Yang Yuanqing, chairman and CEO of Lenovo, said AI is evolving from a tool into a “cognitive operating system” for individuals and enterprises.
“In the future, AI will handle the grind of productivity, while humans focus on creativity,” Yang said. Highlighting breakthroughs like Chinese open-source AI company DeepSeek”s inference-optimized models, Yang predicted that intelligent agents will become the next catalyst for quality-of-life and productivity gains.
These AI agents need to excel in areas such as multi-modal interaction, namely, combining text, voice, gesture and eye-tracking for seamless cross-device intent recognition, he said.

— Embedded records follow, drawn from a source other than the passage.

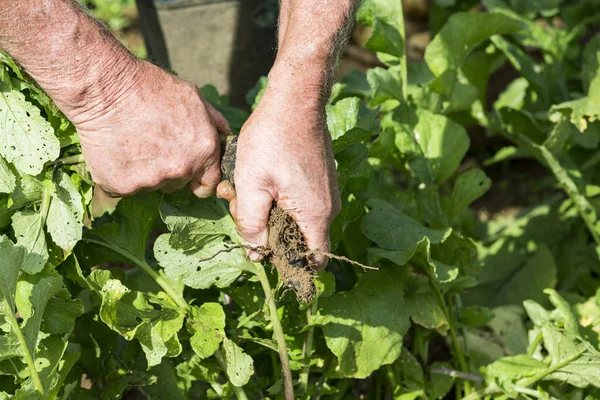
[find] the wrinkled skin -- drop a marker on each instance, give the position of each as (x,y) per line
(157,134)
(285,155)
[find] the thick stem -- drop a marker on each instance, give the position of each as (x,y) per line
(403,58)
(10,317)
(239,391)
(70,160)
(176,297)
(456,350)
(536,342)
(307,350)
(277,332)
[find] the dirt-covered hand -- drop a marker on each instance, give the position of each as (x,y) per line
(284,155)
(150,131)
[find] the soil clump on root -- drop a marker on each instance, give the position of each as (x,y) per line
(288,253)
(286,248)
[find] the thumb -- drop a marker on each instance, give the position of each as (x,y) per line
(205,184)
(316,236)
(253,208)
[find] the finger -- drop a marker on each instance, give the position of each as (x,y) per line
(173,186)
(252,209)
(225,191)
(206,183)
(233,208)
(219,120)
(316,235)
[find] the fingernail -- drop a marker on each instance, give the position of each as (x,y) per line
(253,256)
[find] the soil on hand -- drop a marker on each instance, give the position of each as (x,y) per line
(288,253)
(286,248)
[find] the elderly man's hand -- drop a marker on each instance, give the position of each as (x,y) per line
(284,155)
(149,131)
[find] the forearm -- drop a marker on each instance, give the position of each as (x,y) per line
(311,35)
(68,53)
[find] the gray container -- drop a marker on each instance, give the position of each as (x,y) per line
(226,43)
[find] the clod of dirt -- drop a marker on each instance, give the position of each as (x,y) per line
(286,248)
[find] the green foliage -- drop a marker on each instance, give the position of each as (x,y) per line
(506,308)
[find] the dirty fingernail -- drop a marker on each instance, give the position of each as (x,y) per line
(253,256)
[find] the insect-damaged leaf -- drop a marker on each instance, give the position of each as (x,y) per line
(239,365)
(207,326)
(65,216)
(27,139)
(358,326)
(153,319)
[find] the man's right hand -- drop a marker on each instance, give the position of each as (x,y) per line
(141,128)
(150,131)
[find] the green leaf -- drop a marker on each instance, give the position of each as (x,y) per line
(350,122)
(359,327)
(28,140)
(154,320)
(29,231)
(8,181)
(513,274)
(396,233)
(194,221)
(65,216)
(436,144)
(509,369)
(422,305)
(195,269)
(460,35)
(590,65)
(386,84)
(385,39)
(574,361)
(32,296)
(584,109)
(206,324)
(387,19)
(239,365)
(468,187)
(476,316)
(124,239)
(10,263)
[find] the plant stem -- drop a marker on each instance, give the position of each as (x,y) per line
(10,317)
(538,339)
(546,372)
(239,391)
(326,368)
(277,332)
(71,160)
(307,350)
(456,350)
(176,297)
(403,58)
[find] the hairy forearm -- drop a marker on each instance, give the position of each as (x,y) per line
(311,35)
(66,51)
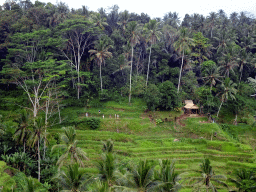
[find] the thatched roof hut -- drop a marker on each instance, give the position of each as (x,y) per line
(189,106)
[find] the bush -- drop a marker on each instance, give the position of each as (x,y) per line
(169,98)
(93,122)
(152,97)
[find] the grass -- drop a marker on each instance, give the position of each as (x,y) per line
(137,136)
(6,181)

Meanwhile, AI agents need to be good at cognitive decision-making, to integrate edge-to-cloud knowledge bases for adaptive reasoning and “transfer learning” capabilities.
Addressing data risks, Yang emphasized security as the foundation, citing Lenovo’s deepfake detection tools now embedded in its agents. On the technical front, he stressed that edge AI’s exponential growth relies on two pillars, namely customized computing solutions, developed with chip partners, and software-hardware co-optimized inference engines.

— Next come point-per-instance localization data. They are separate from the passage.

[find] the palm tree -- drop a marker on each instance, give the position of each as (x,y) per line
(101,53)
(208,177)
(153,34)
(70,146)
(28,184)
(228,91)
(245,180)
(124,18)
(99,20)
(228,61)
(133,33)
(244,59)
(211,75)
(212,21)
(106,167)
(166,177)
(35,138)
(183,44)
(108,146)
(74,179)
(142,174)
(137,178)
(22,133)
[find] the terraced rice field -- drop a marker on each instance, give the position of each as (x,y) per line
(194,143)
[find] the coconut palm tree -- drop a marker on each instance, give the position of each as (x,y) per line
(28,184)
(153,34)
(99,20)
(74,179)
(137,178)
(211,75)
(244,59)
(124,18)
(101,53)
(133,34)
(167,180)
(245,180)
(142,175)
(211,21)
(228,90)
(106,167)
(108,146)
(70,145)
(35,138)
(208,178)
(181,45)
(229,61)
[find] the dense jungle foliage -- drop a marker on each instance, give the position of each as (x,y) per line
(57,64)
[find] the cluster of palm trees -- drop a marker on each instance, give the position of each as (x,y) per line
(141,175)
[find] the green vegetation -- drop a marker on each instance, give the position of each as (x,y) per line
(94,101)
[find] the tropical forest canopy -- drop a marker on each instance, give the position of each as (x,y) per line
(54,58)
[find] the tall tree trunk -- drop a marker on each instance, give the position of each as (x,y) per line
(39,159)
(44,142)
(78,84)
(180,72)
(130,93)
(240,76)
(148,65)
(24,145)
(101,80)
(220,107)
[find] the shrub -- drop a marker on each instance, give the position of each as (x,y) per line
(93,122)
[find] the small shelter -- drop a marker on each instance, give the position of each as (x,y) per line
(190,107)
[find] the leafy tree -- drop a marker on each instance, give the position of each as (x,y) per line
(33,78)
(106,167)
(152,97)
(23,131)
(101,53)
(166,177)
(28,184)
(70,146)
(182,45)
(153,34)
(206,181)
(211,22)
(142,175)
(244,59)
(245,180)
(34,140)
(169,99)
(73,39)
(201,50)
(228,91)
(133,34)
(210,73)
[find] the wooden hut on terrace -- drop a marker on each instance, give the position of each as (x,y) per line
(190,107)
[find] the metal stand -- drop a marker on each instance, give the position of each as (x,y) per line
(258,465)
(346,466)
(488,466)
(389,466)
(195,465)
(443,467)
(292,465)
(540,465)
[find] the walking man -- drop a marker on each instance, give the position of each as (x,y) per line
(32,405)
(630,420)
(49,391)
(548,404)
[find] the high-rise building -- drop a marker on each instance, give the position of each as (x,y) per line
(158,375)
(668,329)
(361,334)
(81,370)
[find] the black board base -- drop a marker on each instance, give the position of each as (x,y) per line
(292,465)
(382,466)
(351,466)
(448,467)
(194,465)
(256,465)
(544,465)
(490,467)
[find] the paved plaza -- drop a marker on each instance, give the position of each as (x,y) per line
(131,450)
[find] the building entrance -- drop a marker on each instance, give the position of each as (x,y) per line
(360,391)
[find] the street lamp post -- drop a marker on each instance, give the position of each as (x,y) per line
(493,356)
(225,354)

During a live demo, Lenovo’s second-gen agent — boosted by its proprietary inference accelerator — solved a data analysis problem where the first-gen model failed, showcasing gains in speed, memory efficiency and energy use.
With US tariffs rattling electronics markets, Yang acknowledged pricing uncertainties, but struck a measured tone in an interview. “Semiconductor-based products currently enjoy tariff exemptions, so near-term impacts may be limited,” he noted. However, he identified two critical variables, component supply-demand dynamics and policy shifts, which could reshape Lenovo’s pricing strategy.
While avoiding direct commitments, Yang underscored Lenovo’s globalized operations as a buffer: “As a company with R&D, manufacturing, and supply chains distributed worldwide, we’re positioned to adapt.”
Liu Jun, president of Lenovo China, said the company aims to accelerate AI adoption for over 30,000 government and enterprise clients, and empower over 1 million small and medium-sized enterprises to unlock new revenue streams, reduce costs and improve efficiency in 2025.
It is also working to deliver proactive, multi-device, and multi-scenario AI services to more than 230 million individual consumers across China this year, Liu added.
Lenovo reported a strong financial performance for the last quarter of 2024. Its revenue grew 20 percent year-on-year to $18.8 billion, marking the third consecutive quarter of double-digit growth as its investment in AI drives businesses forward.
In February, Lenovo and Alat, a unit of the Saudi Arabian Public Investment Fund, broke ground on a new manufacturing base in the Saudi capital of Riyadh.
Alat CEO Amit Midha said: “With the establishment of a regional headquarters in Riyadh and a world-class manufacturing hub, powered by clean energy, in the Kingdom of Saudi Arabia, we expect the Lenovo team to further their potential across the Middle East and Africa region.”